Shell snaps up Greenlots to accelerate electric vehicle charging networks across the U.S.
The burgeoning electric vehicle (EV) industry may still be in its infancy, but the oil and gas sector has seen the trajectory — and it knows the future is very much about “clean energy.”
With that in mind, oil and gas giant Shell has revealed plans to buy Greenlots, a Los Angeles-based company that produces EV charging stations and software for facilities across North America and elsewhere. Terms of the deal were not disclosed.
As a result of the acquisition, Greenlots will become a subsidiary of “Shell New Energies,” a sub-division set up in 2016 by Shell which focuses on alternative “new fuels” for transport.
Founded in 2008, Greenlots doesn’t sells charging stations to cities, automakers, workplaces, and other property owners. It also offers the software to manage and monitor this infrastructure. On the consumer side, it also serves up mobile apps to help drivers find stations and pay for their charge.
Under Shell’s stewardship, Greenlots will now be able to accelerate its “electric vehicle infrastructure deployment and management in the U.S.,” according to a statement.
The EV surge
The EV market remains modest relative to petrol and diesel, but it is growing fast. China leads the way — it represents around 37 percent of passenger EV sales globally since 2011. According to Bloomberg NEF, cumulative EV sales hit the four million mark a few months back — which isn’t a lot considering there are more than a billion cars on the world’s roads. However, this clouds the underlying trend — it took around five years to sell the first million electric cars, and about one-and-a-half years to sell the second million, followed by just six months to hit the four million milestone. Bloomberg NEF predicts we’ll hit five million EVs sold by around March, 2019.
In the U.S. last year, EV sales grew by more than 80 percent. As an overall percentage, EV sales barely scratch the surface of total vehicle sales, but looking at the growth numbers it’s clear where things are heading, with some carmakers already signed up to making hybrid or all-electric cars only starting this year.

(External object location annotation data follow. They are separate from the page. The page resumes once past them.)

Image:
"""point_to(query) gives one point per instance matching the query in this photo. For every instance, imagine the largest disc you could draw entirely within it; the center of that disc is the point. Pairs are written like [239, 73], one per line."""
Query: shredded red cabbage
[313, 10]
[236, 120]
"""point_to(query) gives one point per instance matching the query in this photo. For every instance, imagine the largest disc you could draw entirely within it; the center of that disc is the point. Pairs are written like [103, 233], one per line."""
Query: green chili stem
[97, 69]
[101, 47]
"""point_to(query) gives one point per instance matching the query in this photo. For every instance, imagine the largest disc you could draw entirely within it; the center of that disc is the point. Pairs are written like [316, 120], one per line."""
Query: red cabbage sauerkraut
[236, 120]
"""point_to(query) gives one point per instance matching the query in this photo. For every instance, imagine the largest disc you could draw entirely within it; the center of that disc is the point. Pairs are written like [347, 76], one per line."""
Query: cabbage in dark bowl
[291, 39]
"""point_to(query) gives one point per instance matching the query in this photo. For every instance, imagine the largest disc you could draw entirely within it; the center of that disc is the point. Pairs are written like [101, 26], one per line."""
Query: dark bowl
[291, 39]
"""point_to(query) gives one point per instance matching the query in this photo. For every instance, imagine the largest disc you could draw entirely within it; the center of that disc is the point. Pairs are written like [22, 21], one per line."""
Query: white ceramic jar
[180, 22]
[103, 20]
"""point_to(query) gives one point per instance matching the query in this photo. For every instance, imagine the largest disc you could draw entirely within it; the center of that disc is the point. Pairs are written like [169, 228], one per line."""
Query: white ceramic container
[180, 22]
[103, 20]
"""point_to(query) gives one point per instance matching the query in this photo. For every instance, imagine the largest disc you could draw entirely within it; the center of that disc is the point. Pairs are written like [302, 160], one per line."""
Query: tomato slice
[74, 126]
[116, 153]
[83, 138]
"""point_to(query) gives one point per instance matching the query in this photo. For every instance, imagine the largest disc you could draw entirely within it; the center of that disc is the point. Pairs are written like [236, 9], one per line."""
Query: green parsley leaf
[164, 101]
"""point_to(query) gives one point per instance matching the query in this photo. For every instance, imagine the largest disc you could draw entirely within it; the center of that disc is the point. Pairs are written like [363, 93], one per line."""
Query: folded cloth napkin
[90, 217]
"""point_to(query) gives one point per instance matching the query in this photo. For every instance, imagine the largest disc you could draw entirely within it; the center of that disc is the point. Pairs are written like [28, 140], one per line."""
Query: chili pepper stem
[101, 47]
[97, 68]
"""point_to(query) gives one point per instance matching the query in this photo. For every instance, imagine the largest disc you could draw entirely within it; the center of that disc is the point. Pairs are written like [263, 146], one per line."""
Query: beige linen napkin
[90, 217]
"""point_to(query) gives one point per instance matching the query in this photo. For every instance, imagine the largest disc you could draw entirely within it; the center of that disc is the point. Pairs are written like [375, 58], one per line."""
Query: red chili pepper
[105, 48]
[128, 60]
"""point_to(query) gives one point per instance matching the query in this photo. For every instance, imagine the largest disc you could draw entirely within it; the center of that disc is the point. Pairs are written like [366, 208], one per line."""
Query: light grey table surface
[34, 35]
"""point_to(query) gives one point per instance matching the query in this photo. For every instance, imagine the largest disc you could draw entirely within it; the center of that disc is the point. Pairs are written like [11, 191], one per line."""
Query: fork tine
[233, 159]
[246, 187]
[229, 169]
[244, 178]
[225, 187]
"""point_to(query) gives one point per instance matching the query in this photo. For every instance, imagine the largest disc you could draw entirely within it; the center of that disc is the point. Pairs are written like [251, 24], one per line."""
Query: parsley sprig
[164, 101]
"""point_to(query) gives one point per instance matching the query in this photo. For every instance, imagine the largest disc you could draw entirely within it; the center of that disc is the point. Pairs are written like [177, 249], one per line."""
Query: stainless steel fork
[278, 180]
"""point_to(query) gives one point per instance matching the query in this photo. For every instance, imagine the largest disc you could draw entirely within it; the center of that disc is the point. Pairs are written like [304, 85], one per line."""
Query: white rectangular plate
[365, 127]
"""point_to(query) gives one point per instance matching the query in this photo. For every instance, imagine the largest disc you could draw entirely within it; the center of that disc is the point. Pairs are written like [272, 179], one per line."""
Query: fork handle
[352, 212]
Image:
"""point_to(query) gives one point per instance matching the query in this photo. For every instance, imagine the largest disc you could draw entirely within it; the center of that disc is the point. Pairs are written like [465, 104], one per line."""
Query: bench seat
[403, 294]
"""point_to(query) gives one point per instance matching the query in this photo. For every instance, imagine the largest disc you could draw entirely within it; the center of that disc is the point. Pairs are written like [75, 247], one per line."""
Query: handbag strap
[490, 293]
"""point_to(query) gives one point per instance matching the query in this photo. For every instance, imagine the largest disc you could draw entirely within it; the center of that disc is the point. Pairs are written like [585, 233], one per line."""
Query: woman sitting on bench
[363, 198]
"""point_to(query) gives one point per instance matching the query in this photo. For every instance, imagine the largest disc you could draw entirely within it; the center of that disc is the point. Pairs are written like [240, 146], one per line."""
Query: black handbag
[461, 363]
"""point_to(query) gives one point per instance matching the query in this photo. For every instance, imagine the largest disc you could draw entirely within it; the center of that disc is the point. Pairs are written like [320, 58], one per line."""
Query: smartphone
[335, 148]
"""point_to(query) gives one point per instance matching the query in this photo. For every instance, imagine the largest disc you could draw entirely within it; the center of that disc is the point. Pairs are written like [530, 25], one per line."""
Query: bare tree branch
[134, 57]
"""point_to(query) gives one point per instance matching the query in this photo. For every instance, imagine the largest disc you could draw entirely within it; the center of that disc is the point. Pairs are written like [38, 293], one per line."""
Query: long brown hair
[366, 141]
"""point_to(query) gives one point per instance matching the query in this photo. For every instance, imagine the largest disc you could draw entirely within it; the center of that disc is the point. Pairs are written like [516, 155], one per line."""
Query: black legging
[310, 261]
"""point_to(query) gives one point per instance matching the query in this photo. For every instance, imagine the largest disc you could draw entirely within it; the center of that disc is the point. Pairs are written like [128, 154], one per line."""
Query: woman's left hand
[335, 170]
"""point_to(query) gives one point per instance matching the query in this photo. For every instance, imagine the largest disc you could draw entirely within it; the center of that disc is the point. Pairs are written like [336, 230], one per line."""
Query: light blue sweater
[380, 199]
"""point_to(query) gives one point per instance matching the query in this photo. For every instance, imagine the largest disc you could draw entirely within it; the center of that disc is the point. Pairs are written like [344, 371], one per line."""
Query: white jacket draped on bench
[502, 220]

Shell latest acquisition represents something of a trend across the technology spectrum — an age-old “established player” buying the young disruptors to future proof their businesses. Back in 2017, Shell bought one of Europe’s biggest EV charging networks NewMotion, while last year fellow oil and gas giant BP bought Chargemaster, the U.K.’s largest EV charger network. Shell is actually already offering EV charging stations at some of its forecourts.
Elsewhere, a few months back Shell’s venture arm, Shell Ventures, led a $31 million investment in stealth electric car-charging startup Ample, while BP’s VC arm led a $15 million investment into Freewire, to expand its portable charging technology for EVs.

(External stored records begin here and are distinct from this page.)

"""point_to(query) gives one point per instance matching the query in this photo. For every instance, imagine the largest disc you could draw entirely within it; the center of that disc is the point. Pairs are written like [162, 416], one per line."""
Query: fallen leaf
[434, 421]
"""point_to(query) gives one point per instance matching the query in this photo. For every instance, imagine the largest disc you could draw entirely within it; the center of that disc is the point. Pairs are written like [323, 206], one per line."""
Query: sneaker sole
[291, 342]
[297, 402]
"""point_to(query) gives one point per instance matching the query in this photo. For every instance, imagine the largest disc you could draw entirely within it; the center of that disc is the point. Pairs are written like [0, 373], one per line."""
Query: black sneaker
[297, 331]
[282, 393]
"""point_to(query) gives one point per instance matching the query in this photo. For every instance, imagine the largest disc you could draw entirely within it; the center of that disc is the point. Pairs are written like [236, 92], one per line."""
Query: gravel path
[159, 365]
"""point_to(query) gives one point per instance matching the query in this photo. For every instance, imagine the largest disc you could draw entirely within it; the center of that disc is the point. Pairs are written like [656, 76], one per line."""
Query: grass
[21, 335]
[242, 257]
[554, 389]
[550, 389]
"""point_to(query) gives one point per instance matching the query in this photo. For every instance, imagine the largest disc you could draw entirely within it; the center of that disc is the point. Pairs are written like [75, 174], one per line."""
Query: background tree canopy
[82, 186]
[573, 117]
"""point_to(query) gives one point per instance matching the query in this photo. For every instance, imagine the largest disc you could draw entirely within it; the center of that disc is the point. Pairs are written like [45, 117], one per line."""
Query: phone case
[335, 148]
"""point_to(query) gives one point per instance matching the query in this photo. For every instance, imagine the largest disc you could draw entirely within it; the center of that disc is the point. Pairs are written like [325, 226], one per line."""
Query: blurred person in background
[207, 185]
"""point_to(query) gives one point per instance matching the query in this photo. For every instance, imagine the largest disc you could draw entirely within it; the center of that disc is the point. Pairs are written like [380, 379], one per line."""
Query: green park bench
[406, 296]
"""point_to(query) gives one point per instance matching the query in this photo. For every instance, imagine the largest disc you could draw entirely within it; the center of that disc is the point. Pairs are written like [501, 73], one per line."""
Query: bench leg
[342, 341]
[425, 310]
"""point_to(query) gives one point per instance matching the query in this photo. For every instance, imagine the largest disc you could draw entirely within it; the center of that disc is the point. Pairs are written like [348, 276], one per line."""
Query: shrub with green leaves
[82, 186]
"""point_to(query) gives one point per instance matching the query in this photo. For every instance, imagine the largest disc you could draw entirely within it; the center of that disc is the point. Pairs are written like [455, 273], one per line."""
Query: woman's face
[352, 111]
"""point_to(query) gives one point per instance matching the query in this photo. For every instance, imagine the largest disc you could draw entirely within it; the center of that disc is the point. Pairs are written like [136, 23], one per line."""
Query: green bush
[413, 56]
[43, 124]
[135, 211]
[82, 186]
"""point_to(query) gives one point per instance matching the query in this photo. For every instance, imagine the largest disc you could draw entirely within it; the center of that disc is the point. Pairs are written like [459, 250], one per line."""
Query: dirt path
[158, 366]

“As our customers’ needs evolve, we will increasingly offer a range of alternative energy sources, supported by digital technologies, to give people choice and the flexibility, wherever they need to go and whatever they drive,” noted Mark Gainsborough, executive VP of new energies for Shell. “This latest investment in meeting the low-carbon energy needs of U.S. drivers today is part of our wider efforts to make a better tomorrow. It is a step towards making EV charging more accessible and more attractive to utilities, businesses and communities.”
Don’t let such grand proclamations fool you though. While there is a concerted push to future proof their businesses, this doesn’t mean that the oil giants are going all-in on EVs. Back in November, news emerged that lobbying groups were pushing to kill-off efforts to revive federal tax credits for electric vehicles. One of those trade groups was The American Fuel & Petrochemical Manufacturers, which includes members such as Shell and BP.